Last week, the Huffington Post reported that President Obama is changing the rules around over time in America in a way that will affect millions of workers. In the US, employment is (mostly) federally regulated. Workers who work more than 40 hours a week must be paid time-and-half if their annual salary is below $23,661. The Obama changes raise this threshold to $47,476 and index it to inflation.
The story contains the usual employer concerns about the effect of the change on workers (“oh, think of the workers!”). The movement towards a $15 minimum wage suggests that most of this employer catastrophizing is just economically self-serving propaganda.
The rules around over time in Canada (where employment is mostly provincially regulated) are different. Jurisdictions typically require over time if any worker works more than 40 hour in a week or 8 hours in a day. Some jurisdictions also largely prohibit over time except in emergencies.
The effectiveness of these employment standards is mixed, with many researchers finding widespread noncompliance.
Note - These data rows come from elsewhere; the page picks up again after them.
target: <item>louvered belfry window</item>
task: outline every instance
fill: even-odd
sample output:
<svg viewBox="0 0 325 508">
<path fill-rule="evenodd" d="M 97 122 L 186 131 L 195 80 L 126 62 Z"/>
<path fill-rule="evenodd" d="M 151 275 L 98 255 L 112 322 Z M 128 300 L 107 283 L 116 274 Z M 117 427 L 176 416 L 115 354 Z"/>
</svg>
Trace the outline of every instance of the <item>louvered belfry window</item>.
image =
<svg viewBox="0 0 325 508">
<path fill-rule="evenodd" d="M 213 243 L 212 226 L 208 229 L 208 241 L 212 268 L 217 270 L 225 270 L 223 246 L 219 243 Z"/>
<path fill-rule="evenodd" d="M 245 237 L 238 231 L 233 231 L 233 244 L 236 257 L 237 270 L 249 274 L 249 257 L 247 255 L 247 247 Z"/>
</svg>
This reflects that enforcement is mostly complaint-based and workers are reluctant to complaint.
This is particularly true for vulnerable workers—those with fewer options and less ability to recover from being terminated (however illegally) for complaining. As one person I spoke to last month put it, “employment standards work less well the more reliant you are on it for protection.”
While the conversation we were having identified many ways to improve the operation of Alberta’s employment standards system, it all basically comes back to the ineffectiveness of complaint-based enforcement which renders most employer violations invisible. Under this system, we’re essentially expecting employers to act against their own economic interests and comply with the law.